Menina Mulher Flutuante

a arte de ser equilibrista numa sensação esvoaçante, de menina que quer ser grande e de mulher que não quer crescer

domingo, 7 de março de 2010

Bebendo leite

Pressão. Pressão. É isso que tenho, é isso que vivo.

O corpo já não é o mesmo e tudo me faz perceber a mudança. O guarda-roupa, outrora alegre, vivo e colorido, hoje me mostra poucas peças, tristes e repetidas.

Os pés antes provocantes, perderam o frisson, o cetim e ganharam a atenção do jaleco.

As máquinas passam por mim, mas eu me abaixo, me escondo. As pessoas de um passado recente - e distante também - são suavemente dissipadas. A vergonha, o arrependimento, a fraqueza são pesos duros de carregar. Ás vezes tenho que me arrastar para carregar tudo.
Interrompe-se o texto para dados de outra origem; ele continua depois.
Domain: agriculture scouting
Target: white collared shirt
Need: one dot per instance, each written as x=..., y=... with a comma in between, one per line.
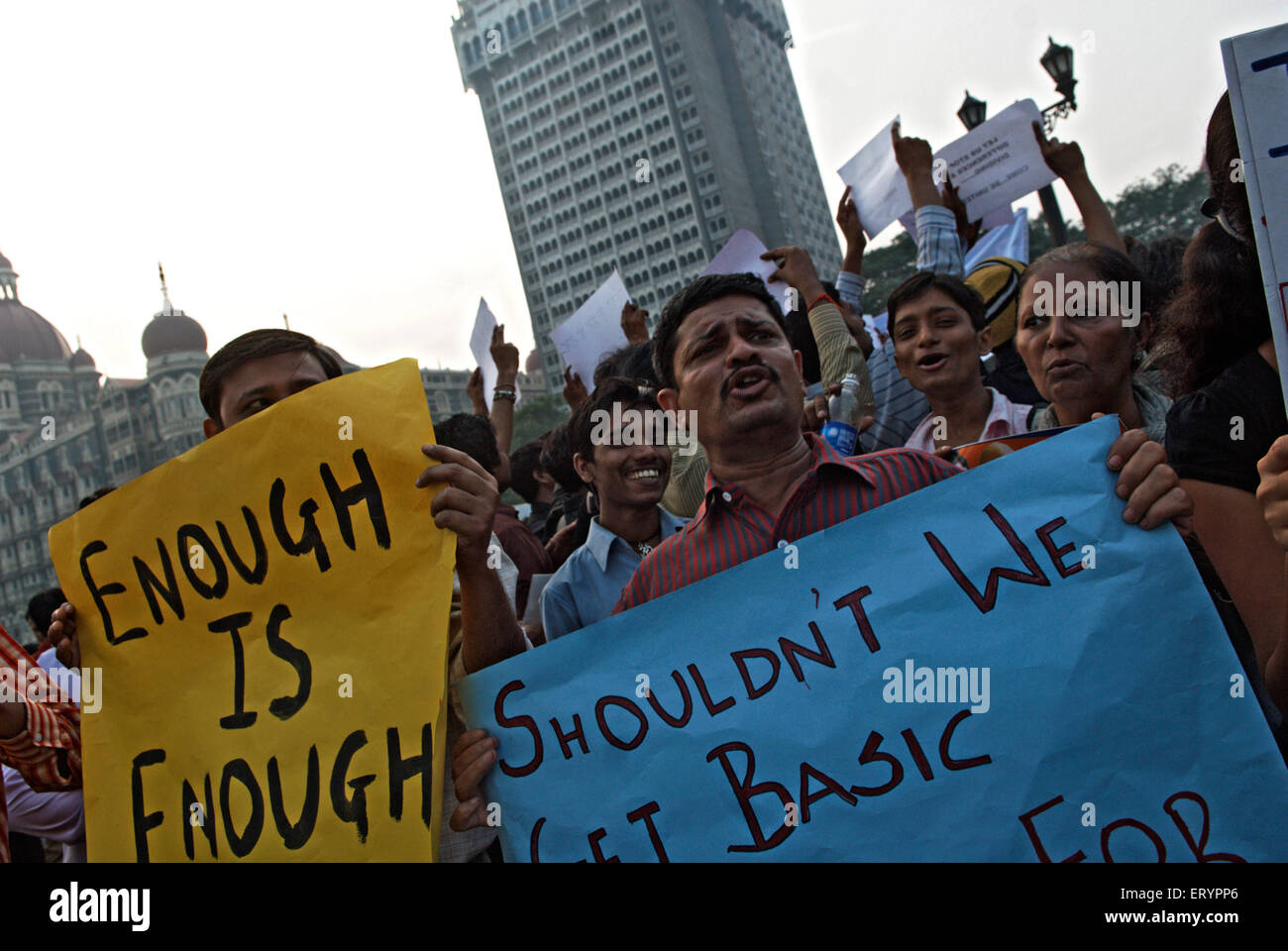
x=1004, y=419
O senso de aventura foi perdido. A coragem de desbravar o mundo. De dar a cara a tapa. Tudo culpa de uma desilusão idiota, na qual todas as pessoas envolvidas foram idiotas - sem querer, prestando atenção nos valores errados e com 100% de imaturidade.

A gente vai se contentando com mais ou menos 20% do planejado. Vai se deixando levar. Vai aceitando as idéias dos outros. E por isso, vai ficando para trás.

E quando vemos, somos pessoas muito diferente do que éramos, somos muito diferentes do que queríamos ser. Decepcionamos a todos que estão a nossa volta e a nós mesmos por consequencia.

Não é fácil ter toda a responsabilidade do mundo. Ter que prestar atenção em tudo, resolver todos os problemas. Nunca se deixar abater. Bater continência quando necessário e partir para a luta armada ou vias de fato em outros momentos.

Talvez não tenha nascido para camaleoa. Calculei mal o que poderia suportar como a mulher que devo ser.

Repensar tudo? Dá uma grande preguiça e uma sensação de impotência. Mas acho que é a única saída. Espero reunir forças para não perecer no caminho.